After a night like tonight (last night, already?) the urge to give up is great. I cannot really say that I am disappointed with election results. I am disappointed with what happens in between elections.

This time I am particularly disappointed, because Democrats held the legislature whole, and the executive, and they still managed to fuck things up. Democrats squandered a once in a lifetime opportunity to accomplish meaningful reform. They did everything too timidly, like--for example--they way the handled so-called health care reform: they compromised everything desirable away, and the remaining meaningful provisions, like insurance exchanges, will not kick in until 2014. Are you kidding me?

For a couple of weeks leading up to the elections, the President scuttled around the nation saying "Lookee here! Look at all we have done!" People must not have been impressed, if the results of the elections are to be believed. Rightly so, I might add.

We were promised health care reform. We got an expansion of the current, morally and financially bankrupt(-ing) insurance system.

We were promised Guantanamo would be closed. It's still open.

We were promised the end of war, and all that happened was that more troops were sent to Afghanistan and the soldiers who remain in Iraq were simply re-classified as non-combat troops. Go tell the Iraqi insurgents who routinely attack them.

We were promised financial reform. We bailed out the people that ruined us with hardly any consequences for them.

We were promised help to the middle class. Ask the middle-class folks who lost their job, their home, their savings.

What's worse, pundits will tell us that the mid-terms show that progressivism is the big loser, because Feingold lost his Senate seat and Alan Grayson and Tom Perriello lost their first-term House seats. And I am afraid they might be right, because those who say that progressives stayed home because they felt betrayed cannot apply to Grayson and Perriello. It simply looks like fear won once again, as it does so often.

We were promised hope. No promise was ever betrayed more egregiously.

2 comments:

John Stockwell said...

Really. You are forgetting that Bill
Clinton did his best work with a Gingrich-Republican Congress.

In US politics, having the opposite parties control the executive branch as controls the Congress have usually been a boon. The least effective administrations have been those with the same party running both houses of Congress and the White House. (Examples are Eisenhour, Johnson, Carter, and George Dubya Bush.)

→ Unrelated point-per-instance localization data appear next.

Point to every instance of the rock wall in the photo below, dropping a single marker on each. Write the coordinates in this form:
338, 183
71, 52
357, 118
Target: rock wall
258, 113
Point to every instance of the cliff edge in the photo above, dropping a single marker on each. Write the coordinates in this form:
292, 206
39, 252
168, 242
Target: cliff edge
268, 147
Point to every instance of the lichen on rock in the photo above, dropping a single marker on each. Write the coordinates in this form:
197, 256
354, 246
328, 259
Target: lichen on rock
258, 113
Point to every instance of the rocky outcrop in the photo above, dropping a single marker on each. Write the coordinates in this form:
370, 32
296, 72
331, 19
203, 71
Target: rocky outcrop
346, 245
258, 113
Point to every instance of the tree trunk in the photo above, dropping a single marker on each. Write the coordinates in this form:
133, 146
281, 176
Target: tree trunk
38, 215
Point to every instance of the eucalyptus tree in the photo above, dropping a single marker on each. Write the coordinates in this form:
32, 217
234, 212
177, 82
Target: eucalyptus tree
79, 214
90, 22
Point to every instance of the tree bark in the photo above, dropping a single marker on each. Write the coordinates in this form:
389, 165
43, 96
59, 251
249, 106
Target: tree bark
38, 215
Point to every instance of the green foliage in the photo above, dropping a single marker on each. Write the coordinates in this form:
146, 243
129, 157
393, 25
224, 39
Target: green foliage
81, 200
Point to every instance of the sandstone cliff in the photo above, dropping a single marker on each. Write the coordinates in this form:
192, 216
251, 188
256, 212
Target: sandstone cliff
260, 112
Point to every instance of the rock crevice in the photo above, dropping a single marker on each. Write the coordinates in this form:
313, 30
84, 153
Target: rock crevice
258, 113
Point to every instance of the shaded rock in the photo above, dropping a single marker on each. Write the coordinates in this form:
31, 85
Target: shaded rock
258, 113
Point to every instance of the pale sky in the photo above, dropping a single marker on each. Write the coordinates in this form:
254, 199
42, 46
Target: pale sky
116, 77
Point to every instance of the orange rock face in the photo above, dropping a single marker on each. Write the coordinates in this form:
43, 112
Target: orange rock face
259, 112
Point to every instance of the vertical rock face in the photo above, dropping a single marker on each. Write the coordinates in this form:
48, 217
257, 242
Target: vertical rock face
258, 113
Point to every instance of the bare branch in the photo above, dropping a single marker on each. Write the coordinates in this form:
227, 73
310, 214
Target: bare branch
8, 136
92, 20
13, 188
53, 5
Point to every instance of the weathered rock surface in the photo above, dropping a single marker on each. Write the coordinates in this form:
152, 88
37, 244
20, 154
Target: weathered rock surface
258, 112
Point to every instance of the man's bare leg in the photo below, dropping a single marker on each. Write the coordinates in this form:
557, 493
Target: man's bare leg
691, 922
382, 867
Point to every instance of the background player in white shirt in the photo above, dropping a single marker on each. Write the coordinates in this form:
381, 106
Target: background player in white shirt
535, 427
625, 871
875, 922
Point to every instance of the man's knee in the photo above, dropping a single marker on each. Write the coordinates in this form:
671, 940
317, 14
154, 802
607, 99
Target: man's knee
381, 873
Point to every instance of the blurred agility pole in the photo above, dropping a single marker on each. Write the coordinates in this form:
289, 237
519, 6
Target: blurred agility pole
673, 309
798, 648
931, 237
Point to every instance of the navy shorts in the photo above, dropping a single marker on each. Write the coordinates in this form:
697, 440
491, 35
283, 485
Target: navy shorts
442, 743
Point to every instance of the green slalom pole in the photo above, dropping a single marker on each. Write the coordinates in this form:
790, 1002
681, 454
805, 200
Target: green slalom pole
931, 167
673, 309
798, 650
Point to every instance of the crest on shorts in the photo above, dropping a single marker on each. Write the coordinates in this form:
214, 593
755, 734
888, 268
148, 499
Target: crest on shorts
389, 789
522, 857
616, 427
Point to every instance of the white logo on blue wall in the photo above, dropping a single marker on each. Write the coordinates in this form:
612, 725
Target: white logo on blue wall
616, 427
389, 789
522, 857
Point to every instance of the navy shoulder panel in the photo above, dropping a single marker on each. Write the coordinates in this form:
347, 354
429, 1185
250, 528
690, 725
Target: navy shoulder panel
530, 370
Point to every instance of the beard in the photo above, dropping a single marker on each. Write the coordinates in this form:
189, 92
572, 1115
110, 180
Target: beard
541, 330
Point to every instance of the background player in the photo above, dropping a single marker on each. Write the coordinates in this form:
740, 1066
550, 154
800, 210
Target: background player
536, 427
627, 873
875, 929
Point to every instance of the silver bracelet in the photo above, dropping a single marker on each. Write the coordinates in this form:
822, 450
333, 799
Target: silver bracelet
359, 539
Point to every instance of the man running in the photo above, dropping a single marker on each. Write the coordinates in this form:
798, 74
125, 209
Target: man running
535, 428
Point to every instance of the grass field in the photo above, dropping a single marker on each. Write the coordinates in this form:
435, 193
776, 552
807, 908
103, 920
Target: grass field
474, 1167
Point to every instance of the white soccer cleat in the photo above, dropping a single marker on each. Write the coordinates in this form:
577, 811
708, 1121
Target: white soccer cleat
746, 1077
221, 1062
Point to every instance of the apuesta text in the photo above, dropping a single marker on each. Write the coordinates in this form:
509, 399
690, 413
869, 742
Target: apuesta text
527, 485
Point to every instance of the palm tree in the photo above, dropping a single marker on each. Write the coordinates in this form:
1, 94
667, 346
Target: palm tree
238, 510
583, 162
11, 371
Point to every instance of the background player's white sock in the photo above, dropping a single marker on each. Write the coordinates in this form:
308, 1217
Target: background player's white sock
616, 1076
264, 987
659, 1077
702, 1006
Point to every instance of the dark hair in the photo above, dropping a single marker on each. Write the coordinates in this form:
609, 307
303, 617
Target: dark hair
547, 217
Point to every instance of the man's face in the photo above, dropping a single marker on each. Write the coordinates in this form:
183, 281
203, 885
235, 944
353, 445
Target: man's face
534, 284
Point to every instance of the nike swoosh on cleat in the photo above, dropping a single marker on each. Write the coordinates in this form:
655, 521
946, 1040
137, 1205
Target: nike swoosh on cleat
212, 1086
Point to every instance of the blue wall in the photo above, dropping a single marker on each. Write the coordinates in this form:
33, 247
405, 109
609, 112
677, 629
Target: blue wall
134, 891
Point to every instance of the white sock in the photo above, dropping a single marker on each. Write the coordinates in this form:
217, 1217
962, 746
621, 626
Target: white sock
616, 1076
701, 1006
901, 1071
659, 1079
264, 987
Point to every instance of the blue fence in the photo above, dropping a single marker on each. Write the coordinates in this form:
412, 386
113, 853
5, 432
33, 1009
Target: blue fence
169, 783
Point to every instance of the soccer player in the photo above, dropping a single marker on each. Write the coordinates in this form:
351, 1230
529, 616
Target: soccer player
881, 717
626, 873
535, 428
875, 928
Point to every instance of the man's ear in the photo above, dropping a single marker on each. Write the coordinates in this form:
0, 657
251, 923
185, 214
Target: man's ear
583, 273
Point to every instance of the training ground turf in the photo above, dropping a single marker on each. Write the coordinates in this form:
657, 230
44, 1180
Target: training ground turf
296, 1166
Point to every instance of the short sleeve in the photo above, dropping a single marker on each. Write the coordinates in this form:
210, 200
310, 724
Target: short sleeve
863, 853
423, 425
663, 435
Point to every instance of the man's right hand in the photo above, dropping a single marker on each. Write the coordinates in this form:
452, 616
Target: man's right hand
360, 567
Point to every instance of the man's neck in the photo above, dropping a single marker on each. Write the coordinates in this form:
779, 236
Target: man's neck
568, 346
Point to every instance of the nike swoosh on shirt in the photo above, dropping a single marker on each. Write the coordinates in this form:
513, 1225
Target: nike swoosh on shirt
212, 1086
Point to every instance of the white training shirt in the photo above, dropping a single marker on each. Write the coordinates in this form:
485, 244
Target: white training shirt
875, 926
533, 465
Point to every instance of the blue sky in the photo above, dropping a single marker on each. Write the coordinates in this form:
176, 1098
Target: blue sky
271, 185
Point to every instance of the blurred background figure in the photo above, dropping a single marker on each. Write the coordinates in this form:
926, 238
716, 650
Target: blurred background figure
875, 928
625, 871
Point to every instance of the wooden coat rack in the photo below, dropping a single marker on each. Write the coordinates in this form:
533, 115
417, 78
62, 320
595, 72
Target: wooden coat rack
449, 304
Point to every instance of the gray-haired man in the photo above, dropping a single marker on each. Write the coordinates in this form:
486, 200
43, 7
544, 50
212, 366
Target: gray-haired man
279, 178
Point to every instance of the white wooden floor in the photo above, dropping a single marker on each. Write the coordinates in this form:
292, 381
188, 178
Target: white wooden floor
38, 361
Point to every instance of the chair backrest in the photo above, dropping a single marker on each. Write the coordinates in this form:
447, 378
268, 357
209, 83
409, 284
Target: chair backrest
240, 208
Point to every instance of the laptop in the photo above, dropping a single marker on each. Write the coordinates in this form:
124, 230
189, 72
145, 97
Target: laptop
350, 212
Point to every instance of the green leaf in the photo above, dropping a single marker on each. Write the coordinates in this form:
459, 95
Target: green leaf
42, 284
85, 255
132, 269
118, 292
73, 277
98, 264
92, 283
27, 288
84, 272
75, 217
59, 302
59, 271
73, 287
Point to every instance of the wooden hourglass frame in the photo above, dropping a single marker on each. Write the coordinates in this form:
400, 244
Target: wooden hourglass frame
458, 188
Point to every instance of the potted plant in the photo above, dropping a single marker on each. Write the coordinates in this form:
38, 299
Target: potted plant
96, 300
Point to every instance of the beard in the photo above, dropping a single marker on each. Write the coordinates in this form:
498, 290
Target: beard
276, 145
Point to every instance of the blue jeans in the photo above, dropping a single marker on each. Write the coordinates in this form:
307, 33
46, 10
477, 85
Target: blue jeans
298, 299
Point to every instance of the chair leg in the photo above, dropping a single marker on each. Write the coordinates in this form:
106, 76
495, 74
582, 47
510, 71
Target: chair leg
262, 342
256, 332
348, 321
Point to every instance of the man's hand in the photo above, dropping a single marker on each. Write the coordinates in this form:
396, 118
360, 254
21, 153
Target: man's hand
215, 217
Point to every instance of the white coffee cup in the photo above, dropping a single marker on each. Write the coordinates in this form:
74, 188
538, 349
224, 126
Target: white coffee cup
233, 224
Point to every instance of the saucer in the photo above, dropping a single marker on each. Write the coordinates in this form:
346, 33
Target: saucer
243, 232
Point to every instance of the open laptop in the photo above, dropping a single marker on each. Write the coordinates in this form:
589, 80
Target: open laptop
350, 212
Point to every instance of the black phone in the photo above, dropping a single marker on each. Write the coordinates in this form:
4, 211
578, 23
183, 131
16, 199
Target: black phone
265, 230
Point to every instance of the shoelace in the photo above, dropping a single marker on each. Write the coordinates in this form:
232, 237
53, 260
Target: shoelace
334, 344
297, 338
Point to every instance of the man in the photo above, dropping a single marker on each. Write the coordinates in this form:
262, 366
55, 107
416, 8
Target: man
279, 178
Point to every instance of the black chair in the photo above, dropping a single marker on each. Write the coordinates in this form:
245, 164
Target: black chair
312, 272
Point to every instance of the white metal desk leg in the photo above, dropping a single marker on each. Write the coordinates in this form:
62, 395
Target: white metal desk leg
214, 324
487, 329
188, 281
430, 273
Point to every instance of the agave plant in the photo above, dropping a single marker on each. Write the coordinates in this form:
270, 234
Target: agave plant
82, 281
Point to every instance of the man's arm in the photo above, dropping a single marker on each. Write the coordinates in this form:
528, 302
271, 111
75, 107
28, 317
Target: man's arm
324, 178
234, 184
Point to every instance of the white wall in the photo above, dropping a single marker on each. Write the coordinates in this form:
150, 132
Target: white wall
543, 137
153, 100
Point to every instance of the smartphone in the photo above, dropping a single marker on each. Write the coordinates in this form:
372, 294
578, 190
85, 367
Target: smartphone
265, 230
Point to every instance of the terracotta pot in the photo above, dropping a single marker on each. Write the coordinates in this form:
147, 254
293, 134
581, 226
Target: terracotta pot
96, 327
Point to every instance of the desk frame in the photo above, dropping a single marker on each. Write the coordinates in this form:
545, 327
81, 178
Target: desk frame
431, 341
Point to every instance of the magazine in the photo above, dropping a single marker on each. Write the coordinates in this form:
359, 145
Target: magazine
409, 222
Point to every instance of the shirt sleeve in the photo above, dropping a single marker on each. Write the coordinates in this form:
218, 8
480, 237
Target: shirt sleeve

The big difference is that we have just seen a pile of Tea-Party Republicans get elected. We know what they are against (which is just about everything), but we haven't seen what they are actually for.

I suspect that some of them will rise to the occasion, while others will be like the car chasing dog that has finally caught one, and has no clue as to what to do with it.

The Daily Fuel said...

Hi John.

I have heard the argument you make in your comment before and I am not impressed by it. And here is why: When both parties agree on anything, it is usually not good for America.

Take NAFTA, No Child Left Behind, Clinton's entitlement reform, TARP, McCain/Feingold, things that had bipartisan support, and that all have one thing in common: either they did not meaningfully correct the situation they sought to address, or they were altogether disastrous.

I could go on and on (and I will, if I have the time, which is now a very scarce commodity in my life) but my point is that bipartisanship is very overrated. The achievements of the New Deal and The Great Society, certainly the most lower- and middle-class friendly periods in the last 100 years, were accomplished by Democratic presidents who enjoyed large majorities in Congress. Obama had a large advantage in the House and a razor-thin majority (by filibuster standards) in the Senate, and he only got corporate-friendly legislation passed.

And a whole blog could be devoted to the Carter and Reagan presidencies, showing how the estimation that people have of their performance is inversely proportional to the worth of the ideas each president had. Reagan was effective and Carter was ineffective. That does not make what Reagan accomplished better than what Carter failed to accomplish.